I've got an image here with quite a few adjustment layers in it. I'll go ahead and double-click on one of those adjustment layers in order to bring up the layer settings here inside the new Properties panel. Now, one of the great things about this Properties panel is that it's scalable. So when you're working with something like Vibrance, which only has a couple of slider bars, you can make the panel a lot smaller so that it covers up less of your image on screen. Now, other color adjustments, of course, require more room. For example, if I switch to this Levels Adjustment layer, then you can see that I've kind of squished away some of the options here down toward the bottom.
But I do have a scrollbar so I can move up and down if I want to keep that panel nice and small, or I can go ahead and make it larger once again. And you also have the option of making the panel larger horizontally so that, for example, in the case of levels, you get a wider histogram.

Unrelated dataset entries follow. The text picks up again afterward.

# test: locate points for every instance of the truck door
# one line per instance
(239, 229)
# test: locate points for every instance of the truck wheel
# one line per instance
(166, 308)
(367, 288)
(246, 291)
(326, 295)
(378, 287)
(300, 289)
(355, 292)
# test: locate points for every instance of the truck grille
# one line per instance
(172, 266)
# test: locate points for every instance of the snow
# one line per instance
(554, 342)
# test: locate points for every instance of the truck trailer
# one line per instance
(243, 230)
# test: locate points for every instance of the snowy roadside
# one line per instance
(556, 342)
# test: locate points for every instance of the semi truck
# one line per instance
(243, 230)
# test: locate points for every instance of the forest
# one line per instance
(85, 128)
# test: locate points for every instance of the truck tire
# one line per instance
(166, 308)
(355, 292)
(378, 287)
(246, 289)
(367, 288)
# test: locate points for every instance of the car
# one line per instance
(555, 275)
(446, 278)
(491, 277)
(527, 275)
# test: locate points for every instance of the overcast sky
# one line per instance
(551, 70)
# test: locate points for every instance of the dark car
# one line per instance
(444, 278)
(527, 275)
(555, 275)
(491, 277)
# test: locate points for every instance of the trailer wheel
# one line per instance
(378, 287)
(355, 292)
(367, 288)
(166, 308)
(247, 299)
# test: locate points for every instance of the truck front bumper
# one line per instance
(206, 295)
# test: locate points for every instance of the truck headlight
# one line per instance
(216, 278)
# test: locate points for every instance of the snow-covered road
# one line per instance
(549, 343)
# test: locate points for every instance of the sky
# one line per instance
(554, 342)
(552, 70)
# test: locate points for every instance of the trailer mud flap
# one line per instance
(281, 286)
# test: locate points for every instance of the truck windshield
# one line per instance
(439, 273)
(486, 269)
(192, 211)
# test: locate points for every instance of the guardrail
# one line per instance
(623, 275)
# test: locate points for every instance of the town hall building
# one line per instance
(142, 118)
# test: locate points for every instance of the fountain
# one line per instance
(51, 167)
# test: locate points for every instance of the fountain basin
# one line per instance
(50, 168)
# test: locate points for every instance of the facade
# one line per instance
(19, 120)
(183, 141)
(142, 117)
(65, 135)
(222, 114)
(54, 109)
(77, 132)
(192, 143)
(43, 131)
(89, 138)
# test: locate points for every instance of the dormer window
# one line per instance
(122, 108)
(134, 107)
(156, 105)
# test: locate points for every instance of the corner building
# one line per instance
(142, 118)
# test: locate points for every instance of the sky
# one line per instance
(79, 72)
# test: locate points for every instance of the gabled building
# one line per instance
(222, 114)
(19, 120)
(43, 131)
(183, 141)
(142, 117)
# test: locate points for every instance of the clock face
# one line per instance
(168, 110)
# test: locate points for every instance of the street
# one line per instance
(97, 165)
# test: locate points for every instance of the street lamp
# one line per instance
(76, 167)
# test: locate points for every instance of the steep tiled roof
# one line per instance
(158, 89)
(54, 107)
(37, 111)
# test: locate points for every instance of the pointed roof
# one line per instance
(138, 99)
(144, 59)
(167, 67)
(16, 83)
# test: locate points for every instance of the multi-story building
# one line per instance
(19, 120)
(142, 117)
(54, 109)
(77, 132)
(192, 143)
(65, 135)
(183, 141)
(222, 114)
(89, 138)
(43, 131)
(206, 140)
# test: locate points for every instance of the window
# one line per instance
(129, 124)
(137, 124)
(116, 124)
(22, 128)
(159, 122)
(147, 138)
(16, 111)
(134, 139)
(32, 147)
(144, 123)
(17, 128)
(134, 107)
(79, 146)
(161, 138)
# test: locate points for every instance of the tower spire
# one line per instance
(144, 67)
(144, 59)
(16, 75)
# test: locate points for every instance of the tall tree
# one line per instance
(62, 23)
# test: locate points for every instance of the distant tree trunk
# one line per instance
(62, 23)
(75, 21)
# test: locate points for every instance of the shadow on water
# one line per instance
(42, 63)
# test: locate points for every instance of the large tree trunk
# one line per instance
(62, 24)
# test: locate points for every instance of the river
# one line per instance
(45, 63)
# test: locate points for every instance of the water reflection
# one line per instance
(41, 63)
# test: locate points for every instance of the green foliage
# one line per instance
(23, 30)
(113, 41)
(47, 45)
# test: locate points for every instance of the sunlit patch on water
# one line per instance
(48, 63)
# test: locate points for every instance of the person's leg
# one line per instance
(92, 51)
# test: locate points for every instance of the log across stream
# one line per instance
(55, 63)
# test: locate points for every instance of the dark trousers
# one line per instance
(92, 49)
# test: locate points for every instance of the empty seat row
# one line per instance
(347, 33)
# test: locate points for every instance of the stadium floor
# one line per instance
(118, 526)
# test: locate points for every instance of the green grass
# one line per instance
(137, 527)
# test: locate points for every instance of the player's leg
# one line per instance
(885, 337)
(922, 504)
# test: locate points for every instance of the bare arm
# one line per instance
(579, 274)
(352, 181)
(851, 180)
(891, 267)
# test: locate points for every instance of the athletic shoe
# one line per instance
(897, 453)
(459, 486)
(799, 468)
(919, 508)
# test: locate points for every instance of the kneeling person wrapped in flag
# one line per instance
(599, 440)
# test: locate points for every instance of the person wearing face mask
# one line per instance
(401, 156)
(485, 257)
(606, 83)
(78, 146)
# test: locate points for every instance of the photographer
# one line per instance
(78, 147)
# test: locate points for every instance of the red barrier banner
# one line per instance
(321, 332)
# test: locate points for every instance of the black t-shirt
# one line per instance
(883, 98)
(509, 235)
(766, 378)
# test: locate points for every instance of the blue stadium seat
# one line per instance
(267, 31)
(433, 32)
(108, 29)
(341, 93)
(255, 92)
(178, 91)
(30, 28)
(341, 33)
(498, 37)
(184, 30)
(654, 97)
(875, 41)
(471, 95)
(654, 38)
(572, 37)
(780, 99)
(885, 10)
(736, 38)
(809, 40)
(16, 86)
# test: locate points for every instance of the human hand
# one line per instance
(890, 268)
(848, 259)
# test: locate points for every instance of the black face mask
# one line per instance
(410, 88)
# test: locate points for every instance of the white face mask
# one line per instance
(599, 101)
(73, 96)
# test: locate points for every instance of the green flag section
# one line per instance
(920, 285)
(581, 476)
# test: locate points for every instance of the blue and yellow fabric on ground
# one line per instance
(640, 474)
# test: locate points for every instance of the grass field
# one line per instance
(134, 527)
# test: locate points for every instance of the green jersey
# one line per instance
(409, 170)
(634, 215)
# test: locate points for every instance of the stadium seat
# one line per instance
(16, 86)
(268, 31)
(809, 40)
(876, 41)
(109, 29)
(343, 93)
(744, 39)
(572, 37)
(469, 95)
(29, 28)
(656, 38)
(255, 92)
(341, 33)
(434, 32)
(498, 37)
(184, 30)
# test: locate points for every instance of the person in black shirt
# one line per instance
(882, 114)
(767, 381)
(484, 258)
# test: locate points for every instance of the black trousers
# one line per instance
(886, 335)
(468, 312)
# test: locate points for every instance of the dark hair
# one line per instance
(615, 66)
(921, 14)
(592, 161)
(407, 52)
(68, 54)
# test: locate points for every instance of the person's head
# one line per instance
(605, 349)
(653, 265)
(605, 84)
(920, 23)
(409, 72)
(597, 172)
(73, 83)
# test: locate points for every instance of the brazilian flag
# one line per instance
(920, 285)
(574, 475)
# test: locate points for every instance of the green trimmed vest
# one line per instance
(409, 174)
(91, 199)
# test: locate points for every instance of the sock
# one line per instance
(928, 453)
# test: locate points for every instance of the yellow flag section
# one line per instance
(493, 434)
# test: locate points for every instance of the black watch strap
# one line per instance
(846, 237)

The same goes when working with curves, by the way. Let's say I decide to create a Curves layer by clicking on the Curves icon in the Adjustments panel. When the panel is nice and big, you get a big Curves graph. When it's smaller, you get a smaller curves graph.
So it's entirely up to you how you decide to work. You may also notice that we have a new color adjustment that's available to us and it's this guy right there, Color Lookup. If you click on it, then you have a variety of different lookup tables you can apply. Now the idea behind the Lookup table is that it maps every single luminance level to a different luminance level on a channel-by-channel basis. So you might think of it as being analogous to a color profile in terms of the modifications that it makes. So for example, if I wanted to give this image more of a film look, I could go ahead and choose this option right here, filmstock_50.3dl, and that will give me this look here.

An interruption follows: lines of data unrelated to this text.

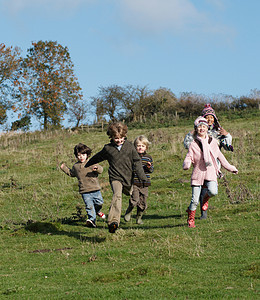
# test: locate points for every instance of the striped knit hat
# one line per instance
(208, 110)
(200, 120)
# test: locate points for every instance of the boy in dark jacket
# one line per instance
(123, 159)
(89, 187)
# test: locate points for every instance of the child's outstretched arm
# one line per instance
(98, 157)
(188, 160)
(97, 168)
(226, 164)
(66, 170)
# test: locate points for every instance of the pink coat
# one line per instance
(200, 172)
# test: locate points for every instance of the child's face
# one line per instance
(82, 157)
(118, 140)
(210, 119)
(140, 147)
(202, 130)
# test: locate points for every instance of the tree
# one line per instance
(77, 111)
(49, 82)
(23, 123)
(10, 73)
(133, 102)
(109, 101)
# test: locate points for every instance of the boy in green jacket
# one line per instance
(89, 187)
(123, 160)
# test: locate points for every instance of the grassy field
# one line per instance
(47, 252)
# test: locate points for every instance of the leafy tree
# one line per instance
(77, 111)
(10, 73)
(98, 105)
(49, 82)
(23, 123)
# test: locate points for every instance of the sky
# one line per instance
(200, 46)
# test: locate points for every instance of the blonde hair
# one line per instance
(117, 129)
(142, 139)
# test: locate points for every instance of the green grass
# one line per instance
(48, 253)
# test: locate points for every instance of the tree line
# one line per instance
(43, 85)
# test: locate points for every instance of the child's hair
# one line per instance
(82, 149)
(142, 139)
(117, 129)
(200, 120)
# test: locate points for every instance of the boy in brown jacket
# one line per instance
(89, 187)
(123, 162)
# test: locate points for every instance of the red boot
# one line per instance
(191, 218)
(205, 202)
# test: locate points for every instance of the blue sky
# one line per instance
(200, 46)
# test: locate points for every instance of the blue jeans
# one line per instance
(93, 202)
(212, 190)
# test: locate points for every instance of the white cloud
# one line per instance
(177, 16)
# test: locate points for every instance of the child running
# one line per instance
(89, 187)
(123, 160)
(140, 189)
(203, 154)
(216, 131)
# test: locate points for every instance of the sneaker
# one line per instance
(101, 215)
(112, 227)
(91, 223)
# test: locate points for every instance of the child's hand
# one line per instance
(148, 164)
(222, 131)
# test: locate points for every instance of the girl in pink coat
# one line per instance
(203, 154)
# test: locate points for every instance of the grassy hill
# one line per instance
(47, 252)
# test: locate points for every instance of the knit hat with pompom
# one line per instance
(199, 121)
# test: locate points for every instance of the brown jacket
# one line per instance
(88, 179)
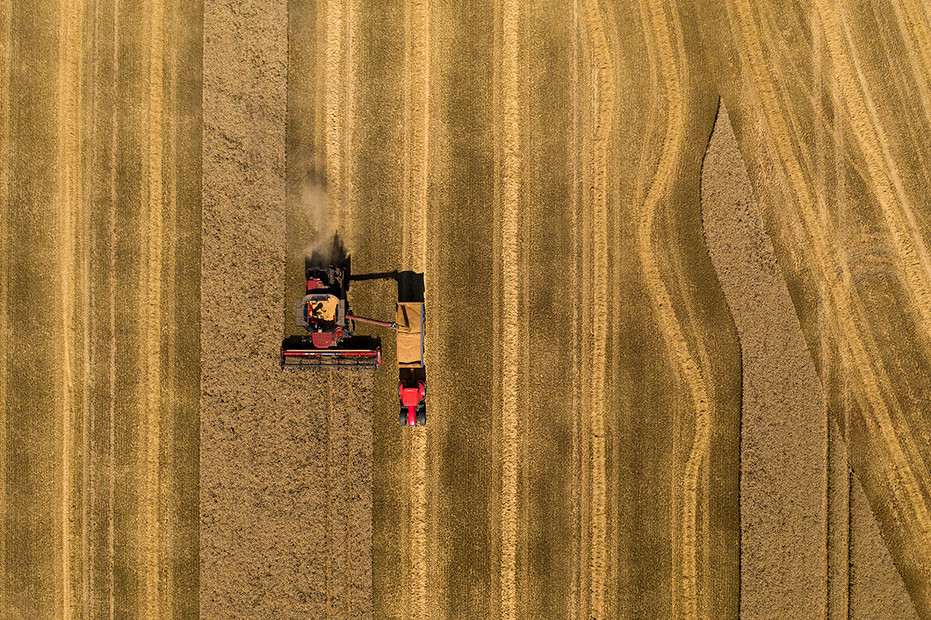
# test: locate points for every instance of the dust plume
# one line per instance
(315, 205)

And just like that, I lend my image a very distinct appearance. Now for the moment I'm going to go ahead and close the Properties panel just by clicking on the word Properties there. The Properties panel also houses all the layer masking options. So for example, if I double-click on this layer mask here inside the Layers panel, in CS5 and earlier, that would have brought up a dialog box that allows you to change the appearance of the mask when you're viewing the mask and the image at the same time. Now what happens is you bring up the masking options here inside the Properties panel. And notice, by the way, that I can switch back and forth between, in this case, the Brightness/ Contrast settings associated with this particular adjustment layer and the Mask Options just by clicking back and forth on one of these two icons.

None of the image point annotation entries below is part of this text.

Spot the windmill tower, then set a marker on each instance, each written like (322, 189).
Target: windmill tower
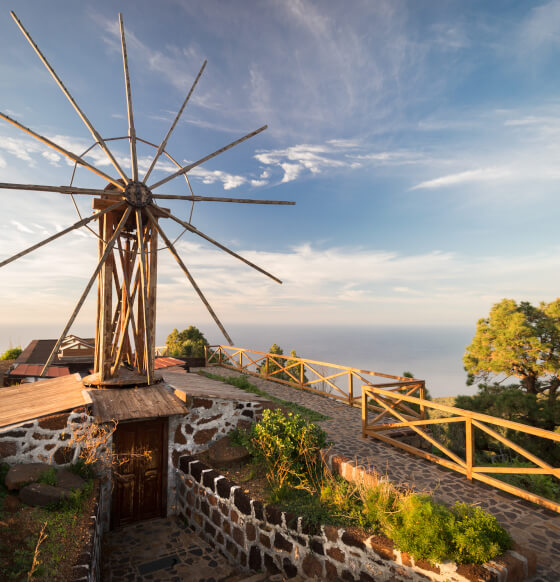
(128, 215)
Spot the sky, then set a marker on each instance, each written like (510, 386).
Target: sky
(420, 141)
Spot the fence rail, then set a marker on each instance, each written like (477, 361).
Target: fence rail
(392, 403)
(336, 381)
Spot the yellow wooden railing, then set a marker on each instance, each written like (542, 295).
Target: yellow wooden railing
(392, 403)
(333, 380)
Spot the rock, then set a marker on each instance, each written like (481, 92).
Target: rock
(20, 475)
(42, 494)
(223, 454)
(11, 504)
(68, 480)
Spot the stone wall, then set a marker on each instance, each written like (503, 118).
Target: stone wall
(87, 568)
(208, 420)
(260, 537)
(44, 440)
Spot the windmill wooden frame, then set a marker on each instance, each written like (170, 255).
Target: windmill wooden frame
(128, 215)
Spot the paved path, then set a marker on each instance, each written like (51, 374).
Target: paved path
(162, 550)
(536, 528)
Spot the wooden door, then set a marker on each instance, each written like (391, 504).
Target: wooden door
(139, 471)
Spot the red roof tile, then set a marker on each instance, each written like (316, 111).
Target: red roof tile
(165, 362)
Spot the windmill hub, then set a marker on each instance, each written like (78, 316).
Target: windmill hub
(138, 194)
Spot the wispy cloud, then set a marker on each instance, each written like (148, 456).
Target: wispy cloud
(469, 176)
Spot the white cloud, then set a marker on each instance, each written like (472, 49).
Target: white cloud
(469, 176)
(228, 181)
(51, 157)
(21, 227)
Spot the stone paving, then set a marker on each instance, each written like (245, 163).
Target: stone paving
(161, 550)
(530, 525)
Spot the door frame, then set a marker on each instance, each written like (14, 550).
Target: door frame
(164, 421)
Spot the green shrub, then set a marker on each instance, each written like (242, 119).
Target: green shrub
(477, 536)
(48, 477)
(289, 446)
(423, 528)
(82, 469)
(380, 503)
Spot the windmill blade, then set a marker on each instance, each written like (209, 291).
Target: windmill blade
(144, 285)
(180, 112)
(194, 230)
(62, 151)
(76, 225)
(174, 252)
(108, 250)
(188, 168)
(60, 189)
(82, 115)
(221, 199)
(131, 130)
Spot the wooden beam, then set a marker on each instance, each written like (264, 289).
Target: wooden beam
(62, 232)
(131, 129)
(151, 260)
(144, 287)
(174, 252)
(216, 243)
(189, 167)
(82, 115)
(108, 250)
(222, 199)
(177, 117)
(60, 189)
(61, 150)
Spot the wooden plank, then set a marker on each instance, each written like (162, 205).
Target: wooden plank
(163, 144)
(144, 295)
(474, 415)
(189, 167)
(131, 129)
(76, 225)
(423, 434)
(222, 199)
(175, 254)
(194, 230)
(62, 151)
(517, 448)
(38, 399)
(95, 134)
(108, 250)
(419, 452)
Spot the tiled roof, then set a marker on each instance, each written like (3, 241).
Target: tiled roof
(35, 370)
(166, 362)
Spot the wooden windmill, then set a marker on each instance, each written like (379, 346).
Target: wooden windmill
(128, 216)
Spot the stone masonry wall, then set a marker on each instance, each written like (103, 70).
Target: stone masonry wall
(260, 537)
(208, 420)
(44, 440)
(87, 568)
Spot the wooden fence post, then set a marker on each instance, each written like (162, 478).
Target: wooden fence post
(423, 397)
(469, 447)
(364, 411)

The final purpose of the Properties panel is to house many of the 3D options. I'll go ahead and switch to this other image that I have open here. And notice I've got this 3D layer that's devoted to this 3D type. If I double-click on its thumbnail, that opens up the 3D panel, and we'll discuss how these options work in a later movie. That's not what I want. What I want to be able to see is the properties, for example, the degree of extrusion that's assigned to these letters. And in that case what I do is I go ahead and switch over to the Move tool and then I'll click on the letters to select the 3D mesh.
Now I'll go up to the Window menu and choose the Properties command to bring up the Properties panel, and notice now that I have direct access to all of those 3D functions including the Extrusion Depth. So I don't have to go to an independent dialog box as I had to in CS5. And that's how you work with the new Properties panel here inside Photoshop CS6.